Someone else craved the barkeep's attention, so I walked up to the balcony to see our old place. I was surprised to see Jay. Especially surrounded by a number of young men. He looked up at me and then away.

"What are you doing here?" he asked bitterly, playing with the ear of a young boy on his lap.

"I just came to see our old place," I answered.

"Well, you aren't welcome here!" he shouted, pushing the boy off his lap as he jumped up.

Jay pushed past me down the stairs, and I followed him out of the tavern.

"Stop following me!" he shouted angrily.

"Why are you doing this? Please, stop," I said.

He stopped and turned around, glaring at me.

"Stop what? Stop feeling angry about this? Stop loving you? What?" he yelled.

"Yes, stop being angry. I do not want to leave you like this."

"Then don't, Lex!"

"I have to. And in three days time, I will be leaving."

Jay looked away. "I wanted to be with you forever, Lex, the moment I saw you. I knew that. I thought you could never leave me. I thought we were in love. But no! You left me, and you are going to do it again, with that damn human! I can't stop feeling angry about this, Lex, and I will never be your friend. You have to choose between me or Sin! You can not have both!"
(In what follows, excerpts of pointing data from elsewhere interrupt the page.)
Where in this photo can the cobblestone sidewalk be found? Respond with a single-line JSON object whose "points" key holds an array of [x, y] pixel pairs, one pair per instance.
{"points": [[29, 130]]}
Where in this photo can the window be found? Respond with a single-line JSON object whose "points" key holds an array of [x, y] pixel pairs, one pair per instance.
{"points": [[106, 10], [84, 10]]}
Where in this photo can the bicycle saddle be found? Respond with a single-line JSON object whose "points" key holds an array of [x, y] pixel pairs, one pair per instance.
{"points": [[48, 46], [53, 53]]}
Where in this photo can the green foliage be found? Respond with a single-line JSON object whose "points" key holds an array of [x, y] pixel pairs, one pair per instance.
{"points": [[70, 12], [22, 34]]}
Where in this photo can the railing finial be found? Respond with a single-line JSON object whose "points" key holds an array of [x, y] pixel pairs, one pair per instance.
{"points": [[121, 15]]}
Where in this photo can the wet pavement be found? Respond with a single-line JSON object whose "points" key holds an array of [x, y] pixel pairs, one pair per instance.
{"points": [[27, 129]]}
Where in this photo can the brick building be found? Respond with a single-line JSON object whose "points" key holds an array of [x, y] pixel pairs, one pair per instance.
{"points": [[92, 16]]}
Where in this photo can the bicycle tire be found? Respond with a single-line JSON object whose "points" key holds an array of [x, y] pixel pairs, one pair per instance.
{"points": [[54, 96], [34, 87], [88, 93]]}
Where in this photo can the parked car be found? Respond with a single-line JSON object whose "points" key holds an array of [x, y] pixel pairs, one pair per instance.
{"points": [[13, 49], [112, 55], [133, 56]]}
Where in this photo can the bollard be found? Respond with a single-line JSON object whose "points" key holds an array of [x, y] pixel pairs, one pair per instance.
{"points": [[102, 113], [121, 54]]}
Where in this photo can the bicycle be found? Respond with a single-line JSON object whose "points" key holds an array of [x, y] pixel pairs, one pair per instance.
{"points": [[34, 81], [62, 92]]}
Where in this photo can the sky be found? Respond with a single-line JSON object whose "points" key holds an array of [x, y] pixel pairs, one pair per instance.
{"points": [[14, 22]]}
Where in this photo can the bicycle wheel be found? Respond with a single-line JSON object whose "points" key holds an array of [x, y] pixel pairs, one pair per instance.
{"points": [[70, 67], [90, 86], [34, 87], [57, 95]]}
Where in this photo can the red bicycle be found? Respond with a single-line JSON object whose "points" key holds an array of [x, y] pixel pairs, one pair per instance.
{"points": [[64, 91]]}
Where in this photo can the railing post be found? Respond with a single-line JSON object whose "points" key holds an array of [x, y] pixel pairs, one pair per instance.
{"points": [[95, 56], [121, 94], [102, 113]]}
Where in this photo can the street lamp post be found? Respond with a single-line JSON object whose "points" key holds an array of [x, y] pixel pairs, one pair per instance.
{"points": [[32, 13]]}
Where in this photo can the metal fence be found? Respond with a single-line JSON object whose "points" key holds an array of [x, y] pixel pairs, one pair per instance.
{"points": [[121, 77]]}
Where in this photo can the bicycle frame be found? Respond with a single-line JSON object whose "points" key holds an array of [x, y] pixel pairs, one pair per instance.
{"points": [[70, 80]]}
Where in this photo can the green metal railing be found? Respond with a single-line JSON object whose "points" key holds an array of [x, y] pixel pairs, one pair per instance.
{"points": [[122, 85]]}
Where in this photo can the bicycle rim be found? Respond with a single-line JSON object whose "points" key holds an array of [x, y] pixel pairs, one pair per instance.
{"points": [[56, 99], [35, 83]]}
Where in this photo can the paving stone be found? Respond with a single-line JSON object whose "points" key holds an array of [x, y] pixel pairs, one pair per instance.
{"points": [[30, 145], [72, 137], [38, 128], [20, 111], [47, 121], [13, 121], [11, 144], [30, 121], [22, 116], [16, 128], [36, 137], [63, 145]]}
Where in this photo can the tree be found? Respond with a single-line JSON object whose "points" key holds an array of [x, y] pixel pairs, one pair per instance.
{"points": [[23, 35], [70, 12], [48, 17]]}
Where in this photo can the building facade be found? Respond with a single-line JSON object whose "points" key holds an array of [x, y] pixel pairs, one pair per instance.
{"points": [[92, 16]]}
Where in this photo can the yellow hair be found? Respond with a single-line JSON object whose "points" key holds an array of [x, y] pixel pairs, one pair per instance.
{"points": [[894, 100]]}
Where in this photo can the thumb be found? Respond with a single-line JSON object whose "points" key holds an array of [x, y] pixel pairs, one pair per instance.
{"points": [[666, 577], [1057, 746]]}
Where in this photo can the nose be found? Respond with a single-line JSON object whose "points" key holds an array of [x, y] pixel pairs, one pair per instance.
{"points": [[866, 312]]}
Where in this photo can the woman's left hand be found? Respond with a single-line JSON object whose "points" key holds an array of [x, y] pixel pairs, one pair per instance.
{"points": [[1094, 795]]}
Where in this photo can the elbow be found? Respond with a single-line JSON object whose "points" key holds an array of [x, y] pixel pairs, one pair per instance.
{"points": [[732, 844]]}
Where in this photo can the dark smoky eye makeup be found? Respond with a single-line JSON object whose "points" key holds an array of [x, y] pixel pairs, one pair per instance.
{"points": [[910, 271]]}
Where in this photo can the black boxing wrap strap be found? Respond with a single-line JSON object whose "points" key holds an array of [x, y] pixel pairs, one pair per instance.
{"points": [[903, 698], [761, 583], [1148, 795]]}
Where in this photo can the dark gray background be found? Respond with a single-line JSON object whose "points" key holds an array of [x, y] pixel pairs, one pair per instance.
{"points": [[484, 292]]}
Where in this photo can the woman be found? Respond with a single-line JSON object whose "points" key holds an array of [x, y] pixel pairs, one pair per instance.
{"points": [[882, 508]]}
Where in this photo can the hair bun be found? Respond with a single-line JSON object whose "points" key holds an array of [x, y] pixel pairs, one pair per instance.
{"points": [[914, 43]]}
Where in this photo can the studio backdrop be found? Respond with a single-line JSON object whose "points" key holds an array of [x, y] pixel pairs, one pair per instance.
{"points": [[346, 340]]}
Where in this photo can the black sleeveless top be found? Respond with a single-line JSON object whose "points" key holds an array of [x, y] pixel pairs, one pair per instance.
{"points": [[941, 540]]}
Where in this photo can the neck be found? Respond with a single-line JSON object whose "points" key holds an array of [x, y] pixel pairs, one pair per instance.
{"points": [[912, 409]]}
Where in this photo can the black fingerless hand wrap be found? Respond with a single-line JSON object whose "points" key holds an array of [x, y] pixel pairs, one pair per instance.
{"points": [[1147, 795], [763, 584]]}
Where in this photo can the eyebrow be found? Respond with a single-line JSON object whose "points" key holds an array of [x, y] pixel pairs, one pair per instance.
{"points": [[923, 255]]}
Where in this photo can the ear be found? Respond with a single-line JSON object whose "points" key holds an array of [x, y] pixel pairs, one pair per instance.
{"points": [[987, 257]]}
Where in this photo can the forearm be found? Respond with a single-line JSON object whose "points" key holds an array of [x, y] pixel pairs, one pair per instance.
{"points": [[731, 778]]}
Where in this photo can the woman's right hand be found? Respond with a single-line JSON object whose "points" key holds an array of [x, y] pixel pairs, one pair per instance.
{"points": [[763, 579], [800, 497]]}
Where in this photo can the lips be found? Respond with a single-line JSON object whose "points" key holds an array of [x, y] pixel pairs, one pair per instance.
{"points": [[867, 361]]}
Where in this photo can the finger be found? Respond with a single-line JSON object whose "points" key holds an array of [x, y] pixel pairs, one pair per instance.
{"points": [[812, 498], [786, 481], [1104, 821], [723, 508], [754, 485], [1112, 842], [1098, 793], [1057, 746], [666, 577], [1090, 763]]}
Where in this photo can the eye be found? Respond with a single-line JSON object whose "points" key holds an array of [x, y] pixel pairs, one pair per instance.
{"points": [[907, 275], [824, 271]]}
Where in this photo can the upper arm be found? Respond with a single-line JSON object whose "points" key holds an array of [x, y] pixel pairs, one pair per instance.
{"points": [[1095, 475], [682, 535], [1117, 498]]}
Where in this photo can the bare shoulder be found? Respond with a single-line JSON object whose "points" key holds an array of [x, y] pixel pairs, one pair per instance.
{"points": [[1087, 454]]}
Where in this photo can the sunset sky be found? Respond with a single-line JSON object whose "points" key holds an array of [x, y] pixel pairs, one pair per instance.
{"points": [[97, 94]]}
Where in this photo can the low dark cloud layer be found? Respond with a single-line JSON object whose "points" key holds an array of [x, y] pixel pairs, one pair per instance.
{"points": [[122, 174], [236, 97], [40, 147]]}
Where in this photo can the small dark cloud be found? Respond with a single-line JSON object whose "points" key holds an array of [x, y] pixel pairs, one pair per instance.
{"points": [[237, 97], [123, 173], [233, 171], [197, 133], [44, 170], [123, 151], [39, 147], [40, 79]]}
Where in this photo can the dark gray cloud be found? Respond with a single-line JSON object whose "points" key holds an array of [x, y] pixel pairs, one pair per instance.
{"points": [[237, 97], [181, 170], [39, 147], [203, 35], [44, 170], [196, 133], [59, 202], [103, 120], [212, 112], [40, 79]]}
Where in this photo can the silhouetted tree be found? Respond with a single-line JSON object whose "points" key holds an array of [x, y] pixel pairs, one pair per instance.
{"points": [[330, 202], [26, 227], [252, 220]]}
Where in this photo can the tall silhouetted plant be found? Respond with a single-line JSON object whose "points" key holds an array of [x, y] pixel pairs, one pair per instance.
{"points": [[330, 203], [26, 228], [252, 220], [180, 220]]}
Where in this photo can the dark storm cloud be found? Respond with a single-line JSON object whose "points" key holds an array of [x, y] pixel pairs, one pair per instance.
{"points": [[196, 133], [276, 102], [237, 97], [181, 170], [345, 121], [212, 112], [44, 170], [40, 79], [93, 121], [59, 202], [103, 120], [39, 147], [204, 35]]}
Jay turned and ran away. I stood there staring after him, while tears flowed freely down my cheeks. I hated what he had just said to me. I meandered back to my apartment, completely depressed. I had really hoped that Jay would not be so mad at me, but deep down I knew he would never be.

I went straight for my coffin and remained there, thinking about what I had just done to the first person I had ever truly loved. I did not even hear Sin come home.